Las seis refinerías de Pemex en México, lejos de generar barriles de gasolinas y productos de mayor valor, han supuesto una sangría de recursos. De acuerdo con su reporte financiero más reciente, Pemex Transformación Industrial, unidad bajo el que se adscribe la línea de negocio de refinación, reportó una pérdida neta por 88.892 millones de pesos de enero a septiembre de 2023, siendo la única subsidiaria de la paraestatal con este nivel de pérdidas.

A pesar de este descalabro financiero que supone para Pemex, la petrolera más endeudada a nivel mundial con una deuda total por más de 105.000 millones de dólares, el Gobierno de López Obrador no ha menguado en su esfuerzo de apuntalar la refinación dentro de su proyecto de soberanía energética y aunque en un inicio el presidente había asegurado que en 2023 México sería autosuficiente en la producción de gasolinas y dejaría de importarlas, ahora, en el último año de su mandato el director de Pemex ha reconocido que esta autosuficiencia se conseguirá, si acaso, en 2025.

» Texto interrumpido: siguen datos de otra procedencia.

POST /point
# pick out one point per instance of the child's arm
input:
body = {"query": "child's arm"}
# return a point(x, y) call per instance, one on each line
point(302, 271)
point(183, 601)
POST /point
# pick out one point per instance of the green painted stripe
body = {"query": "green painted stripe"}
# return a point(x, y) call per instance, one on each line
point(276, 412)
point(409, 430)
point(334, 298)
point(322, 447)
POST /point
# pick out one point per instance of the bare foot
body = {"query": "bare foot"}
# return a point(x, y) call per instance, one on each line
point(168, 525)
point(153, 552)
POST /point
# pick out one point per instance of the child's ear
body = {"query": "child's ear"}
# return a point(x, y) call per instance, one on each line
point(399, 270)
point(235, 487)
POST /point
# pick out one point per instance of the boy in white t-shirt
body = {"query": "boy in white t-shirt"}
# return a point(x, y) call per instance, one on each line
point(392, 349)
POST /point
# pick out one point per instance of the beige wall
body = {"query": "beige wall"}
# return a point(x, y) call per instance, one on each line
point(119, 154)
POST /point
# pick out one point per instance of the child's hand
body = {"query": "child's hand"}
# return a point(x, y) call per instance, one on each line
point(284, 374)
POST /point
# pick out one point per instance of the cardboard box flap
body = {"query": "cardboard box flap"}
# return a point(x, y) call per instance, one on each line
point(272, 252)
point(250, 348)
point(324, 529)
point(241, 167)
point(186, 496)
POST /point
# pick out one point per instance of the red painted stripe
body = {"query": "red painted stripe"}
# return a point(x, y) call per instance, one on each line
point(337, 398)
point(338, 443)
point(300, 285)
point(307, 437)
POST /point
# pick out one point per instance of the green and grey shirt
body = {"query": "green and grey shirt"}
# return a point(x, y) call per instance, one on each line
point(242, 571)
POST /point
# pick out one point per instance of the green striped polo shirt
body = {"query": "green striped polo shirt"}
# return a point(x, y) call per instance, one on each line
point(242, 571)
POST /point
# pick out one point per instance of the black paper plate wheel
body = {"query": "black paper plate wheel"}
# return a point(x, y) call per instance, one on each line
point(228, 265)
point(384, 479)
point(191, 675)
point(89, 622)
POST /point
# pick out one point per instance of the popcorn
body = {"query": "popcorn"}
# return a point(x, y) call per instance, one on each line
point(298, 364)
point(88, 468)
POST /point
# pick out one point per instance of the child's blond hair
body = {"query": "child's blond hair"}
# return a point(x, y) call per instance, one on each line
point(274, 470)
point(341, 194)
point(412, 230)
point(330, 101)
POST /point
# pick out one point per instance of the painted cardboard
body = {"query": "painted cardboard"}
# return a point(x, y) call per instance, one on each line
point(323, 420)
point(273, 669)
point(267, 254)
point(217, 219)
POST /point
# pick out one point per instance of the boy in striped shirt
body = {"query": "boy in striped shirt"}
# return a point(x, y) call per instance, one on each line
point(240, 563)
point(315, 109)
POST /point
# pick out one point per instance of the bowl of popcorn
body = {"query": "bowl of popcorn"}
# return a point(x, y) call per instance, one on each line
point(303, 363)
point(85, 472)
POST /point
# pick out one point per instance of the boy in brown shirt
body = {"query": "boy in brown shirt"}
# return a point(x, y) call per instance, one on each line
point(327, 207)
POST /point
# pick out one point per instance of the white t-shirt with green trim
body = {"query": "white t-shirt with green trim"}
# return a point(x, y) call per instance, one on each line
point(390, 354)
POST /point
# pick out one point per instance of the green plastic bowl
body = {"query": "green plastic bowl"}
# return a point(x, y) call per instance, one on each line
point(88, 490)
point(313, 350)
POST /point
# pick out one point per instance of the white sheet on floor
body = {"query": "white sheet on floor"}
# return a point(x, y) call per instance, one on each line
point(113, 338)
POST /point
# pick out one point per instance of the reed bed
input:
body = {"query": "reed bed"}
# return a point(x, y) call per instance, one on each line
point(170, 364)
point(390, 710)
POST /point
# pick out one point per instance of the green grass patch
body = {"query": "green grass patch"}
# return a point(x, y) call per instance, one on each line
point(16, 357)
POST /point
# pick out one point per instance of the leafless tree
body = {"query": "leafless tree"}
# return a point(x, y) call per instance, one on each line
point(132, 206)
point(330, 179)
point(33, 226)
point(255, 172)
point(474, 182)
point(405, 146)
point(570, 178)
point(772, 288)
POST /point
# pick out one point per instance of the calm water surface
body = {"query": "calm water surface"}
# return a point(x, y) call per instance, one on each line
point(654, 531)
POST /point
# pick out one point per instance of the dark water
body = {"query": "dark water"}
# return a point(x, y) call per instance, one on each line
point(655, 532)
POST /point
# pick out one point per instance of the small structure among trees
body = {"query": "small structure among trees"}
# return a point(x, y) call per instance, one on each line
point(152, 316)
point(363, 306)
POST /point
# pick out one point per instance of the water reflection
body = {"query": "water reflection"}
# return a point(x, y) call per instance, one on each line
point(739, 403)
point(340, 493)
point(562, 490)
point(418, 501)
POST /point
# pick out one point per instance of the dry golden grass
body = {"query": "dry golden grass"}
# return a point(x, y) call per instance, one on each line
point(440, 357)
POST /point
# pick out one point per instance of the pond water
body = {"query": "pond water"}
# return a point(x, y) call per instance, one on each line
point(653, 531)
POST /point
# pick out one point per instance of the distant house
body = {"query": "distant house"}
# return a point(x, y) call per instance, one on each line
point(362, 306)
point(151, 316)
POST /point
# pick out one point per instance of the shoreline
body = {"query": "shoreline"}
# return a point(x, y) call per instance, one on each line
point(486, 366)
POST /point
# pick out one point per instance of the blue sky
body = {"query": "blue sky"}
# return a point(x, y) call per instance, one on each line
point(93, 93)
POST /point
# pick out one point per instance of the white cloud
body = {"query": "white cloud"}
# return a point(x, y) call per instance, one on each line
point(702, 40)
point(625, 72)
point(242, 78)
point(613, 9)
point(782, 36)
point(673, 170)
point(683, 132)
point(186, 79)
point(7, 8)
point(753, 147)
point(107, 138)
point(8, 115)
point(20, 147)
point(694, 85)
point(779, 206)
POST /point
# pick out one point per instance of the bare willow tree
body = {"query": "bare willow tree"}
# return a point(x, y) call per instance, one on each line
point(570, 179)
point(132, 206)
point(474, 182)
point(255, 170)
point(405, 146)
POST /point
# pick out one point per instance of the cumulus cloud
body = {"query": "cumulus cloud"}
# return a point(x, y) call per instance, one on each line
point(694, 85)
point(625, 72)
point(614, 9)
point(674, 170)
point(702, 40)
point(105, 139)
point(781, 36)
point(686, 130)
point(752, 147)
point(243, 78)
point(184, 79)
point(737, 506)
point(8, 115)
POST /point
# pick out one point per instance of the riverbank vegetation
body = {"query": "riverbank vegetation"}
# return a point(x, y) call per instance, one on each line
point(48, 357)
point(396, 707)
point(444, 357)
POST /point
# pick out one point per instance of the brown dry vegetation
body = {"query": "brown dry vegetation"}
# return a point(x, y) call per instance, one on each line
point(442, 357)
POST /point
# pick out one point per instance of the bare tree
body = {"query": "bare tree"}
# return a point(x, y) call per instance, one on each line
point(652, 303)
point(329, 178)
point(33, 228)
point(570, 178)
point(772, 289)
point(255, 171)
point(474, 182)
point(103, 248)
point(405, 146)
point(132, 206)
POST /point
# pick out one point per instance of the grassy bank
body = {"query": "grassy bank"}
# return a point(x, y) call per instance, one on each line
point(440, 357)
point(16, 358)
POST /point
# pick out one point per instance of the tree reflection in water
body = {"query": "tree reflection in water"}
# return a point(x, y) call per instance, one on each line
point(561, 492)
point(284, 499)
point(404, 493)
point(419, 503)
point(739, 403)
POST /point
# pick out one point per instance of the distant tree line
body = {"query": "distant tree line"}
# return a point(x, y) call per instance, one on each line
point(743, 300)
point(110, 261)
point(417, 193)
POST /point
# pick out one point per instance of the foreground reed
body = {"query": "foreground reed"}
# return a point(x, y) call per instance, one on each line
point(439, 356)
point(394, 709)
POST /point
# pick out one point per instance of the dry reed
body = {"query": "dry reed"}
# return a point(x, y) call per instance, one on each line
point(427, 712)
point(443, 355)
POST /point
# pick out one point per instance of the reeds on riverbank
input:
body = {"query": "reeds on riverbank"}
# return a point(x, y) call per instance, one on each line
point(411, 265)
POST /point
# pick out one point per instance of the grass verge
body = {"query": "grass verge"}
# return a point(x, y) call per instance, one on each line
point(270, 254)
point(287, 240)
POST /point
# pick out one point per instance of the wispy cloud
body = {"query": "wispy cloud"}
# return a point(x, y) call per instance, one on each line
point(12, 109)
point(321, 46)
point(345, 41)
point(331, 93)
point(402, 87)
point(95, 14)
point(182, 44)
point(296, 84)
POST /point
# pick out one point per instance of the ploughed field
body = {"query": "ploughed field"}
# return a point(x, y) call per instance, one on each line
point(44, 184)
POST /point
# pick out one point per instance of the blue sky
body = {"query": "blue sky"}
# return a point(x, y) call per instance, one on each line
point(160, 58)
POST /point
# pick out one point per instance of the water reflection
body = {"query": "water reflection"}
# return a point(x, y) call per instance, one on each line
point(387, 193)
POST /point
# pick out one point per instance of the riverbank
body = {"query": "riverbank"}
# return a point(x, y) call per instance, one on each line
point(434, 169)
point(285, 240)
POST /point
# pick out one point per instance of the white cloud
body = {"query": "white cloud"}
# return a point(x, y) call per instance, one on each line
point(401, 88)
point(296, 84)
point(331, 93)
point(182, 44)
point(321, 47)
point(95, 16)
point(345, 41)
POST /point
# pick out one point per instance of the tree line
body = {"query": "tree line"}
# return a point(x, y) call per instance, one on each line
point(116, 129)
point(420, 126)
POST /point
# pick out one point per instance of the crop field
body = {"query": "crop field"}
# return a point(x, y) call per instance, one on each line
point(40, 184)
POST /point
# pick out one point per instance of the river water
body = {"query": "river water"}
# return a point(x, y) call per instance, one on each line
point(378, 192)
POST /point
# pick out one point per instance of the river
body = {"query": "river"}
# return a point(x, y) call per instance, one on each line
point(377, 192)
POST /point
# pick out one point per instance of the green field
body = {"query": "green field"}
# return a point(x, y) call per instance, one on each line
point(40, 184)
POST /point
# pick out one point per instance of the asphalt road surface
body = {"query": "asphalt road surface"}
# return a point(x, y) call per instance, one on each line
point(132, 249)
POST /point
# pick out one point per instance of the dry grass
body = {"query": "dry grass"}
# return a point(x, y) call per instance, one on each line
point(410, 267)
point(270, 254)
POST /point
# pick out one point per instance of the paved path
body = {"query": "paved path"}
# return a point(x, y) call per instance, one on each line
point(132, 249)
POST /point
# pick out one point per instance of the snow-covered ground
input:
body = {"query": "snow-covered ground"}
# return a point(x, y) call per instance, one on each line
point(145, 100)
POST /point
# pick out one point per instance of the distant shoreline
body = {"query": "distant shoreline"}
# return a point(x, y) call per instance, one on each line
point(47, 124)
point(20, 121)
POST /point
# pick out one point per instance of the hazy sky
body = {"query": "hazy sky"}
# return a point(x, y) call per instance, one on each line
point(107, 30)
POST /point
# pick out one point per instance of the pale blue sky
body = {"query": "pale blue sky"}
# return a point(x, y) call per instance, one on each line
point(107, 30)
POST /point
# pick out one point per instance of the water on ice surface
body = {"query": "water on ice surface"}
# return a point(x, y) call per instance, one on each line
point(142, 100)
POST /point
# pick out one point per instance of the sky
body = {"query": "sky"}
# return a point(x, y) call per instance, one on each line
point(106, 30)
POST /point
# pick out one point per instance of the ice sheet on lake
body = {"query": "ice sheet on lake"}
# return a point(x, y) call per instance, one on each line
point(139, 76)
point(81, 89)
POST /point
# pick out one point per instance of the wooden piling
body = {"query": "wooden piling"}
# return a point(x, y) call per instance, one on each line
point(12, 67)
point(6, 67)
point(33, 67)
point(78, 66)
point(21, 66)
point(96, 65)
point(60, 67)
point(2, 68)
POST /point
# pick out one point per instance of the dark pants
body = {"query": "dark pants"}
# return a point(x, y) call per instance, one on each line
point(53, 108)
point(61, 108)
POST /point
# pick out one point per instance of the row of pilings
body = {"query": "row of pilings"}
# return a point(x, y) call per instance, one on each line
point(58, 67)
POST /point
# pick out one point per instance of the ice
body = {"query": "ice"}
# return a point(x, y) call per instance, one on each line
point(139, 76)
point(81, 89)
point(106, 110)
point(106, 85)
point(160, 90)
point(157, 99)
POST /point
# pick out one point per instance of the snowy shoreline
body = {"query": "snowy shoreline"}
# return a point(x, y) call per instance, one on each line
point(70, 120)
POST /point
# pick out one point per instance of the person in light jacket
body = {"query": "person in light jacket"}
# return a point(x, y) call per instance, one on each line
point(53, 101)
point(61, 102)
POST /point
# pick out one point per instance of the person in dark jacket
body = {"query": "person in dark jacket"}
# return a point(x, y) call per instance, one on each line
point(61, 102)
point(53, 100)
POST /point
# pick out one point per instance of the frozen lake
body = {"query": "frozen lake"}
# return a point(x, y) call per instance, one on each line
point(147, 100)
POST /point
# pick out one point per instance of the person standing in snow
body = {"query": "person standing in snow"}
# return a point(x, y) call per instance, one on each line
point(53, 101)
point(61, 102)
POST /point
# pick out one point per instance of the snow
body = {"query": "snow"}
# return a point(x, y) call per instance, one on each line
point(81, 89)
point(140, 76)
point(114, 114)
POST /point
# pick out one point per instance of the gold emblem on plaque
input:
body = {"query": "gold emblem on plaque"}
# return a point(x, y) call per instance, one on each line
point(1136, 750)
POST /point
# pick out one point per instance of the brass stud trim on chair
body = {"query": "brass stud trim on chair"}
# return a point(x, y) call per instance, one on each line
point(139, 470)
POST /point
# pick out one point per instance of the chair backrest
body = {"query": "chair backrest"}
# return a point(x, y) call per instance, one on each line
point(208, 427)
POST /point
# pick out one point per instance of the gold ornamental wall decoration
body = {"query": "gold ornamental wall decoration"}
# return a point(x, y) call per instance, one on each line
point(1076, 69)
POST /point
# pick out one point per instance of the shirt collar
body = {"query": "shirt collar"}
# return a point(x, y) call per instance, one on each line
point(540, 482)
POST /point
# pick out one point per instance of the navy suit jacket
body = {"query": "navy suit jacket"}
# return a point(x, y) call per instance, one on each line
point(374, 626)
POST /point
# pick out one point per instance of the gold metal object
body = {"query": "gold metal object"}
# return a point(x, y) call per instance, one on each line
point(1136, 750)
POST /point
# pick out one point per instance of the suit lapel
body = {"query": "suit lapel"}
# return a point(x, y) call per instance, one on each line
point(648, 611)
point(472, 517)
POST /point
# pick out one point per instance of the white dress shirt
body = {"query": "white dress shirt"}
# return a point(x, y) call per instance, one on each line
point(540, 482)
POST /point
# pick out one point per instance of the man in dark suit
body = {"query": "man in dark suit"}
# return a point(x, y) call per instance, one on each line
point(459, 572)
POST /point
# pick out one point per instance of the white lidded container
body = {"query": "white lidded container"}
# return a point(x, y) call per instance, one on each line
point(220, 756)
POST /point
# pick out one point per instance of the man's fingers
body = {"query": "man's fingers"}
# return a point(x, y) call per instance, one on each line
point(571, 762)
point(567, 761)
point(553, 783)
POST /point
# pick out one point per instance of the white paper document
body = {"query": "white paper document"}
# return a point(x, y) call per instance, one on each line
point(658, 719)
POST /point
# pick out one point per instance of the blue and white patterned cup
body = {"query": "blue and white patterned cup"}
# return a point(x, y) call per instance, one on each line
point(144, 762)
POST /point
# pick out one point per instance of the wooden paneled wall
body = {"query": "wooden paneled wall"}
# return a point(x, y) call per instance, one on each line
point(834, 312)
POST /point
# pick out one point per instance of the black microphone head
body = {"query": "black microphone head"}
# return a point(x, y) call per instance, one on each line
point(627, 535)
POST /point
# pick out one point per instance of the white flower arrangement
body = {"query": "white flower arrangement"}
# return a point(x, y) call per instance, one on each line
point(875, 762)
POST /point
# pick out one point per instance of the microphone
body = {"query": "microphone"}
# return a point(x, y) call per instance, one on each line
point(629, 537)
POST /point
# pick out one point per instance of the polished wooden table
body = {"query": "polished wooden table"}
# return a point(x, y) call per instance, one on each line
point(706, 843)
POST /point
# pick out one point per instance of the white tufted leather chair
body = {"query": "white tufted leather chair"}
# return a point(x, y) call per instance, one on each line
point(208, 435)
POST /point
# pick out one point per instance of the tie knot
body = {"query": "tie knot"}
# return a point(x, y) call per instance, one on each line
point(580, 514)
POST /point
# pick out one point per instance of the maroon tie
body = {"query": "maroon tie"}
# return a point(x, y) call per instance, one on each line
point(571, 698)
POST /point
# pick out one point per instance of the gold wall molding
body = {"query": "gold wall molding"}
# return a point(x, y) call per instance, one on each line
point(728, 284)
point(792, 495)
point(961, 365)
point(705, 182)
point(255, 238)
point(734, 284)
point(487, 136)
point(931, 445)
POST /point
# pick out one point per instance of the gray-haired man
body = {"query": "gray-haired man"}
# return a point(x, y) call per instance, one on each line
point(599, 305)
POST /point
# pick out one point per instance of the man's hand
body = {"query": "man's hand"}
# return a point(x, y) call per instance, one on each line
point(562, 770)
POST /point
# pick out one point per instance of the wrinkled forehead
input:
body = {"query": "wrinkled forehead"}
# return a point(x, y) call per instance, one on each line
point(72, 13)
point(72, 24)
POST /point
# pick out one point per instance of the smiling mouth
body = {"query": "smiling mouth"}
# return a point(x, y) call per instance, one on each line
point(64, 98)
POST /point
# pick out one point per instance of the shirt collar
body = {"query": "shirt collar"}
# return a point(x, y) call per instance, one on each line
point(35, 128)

Fluvio Ruiz, exconsejero de Pemex y experto en temas energéticos, advierte que el proyecto de elevar la capacidad de refinación de esta Administración se ha topado con límites y se necesitan analizar opciones, como la posible importación del crudo adecuado para mezclar y alimentar a las refinerías del Sistema Nacional de Refinación con la dieta para la cual fueron diseñadas así como una mejor planeación de los mantenimientos preventivos en las seis refinerías localizadas en México.

“Pareciera ser hora de reflejar esa voluntad política en una nueva arquitectura institucional del sector, una adecuación de la estructura organizativa y la visión de negocios de nuestra petrolera, con vistas a convertirla en una empresa energética y relanzar su actividad petroquímica; así como un cambio de su régimen fiscal que haga económicamente viable estas mutaciones”, concluye Ruiz.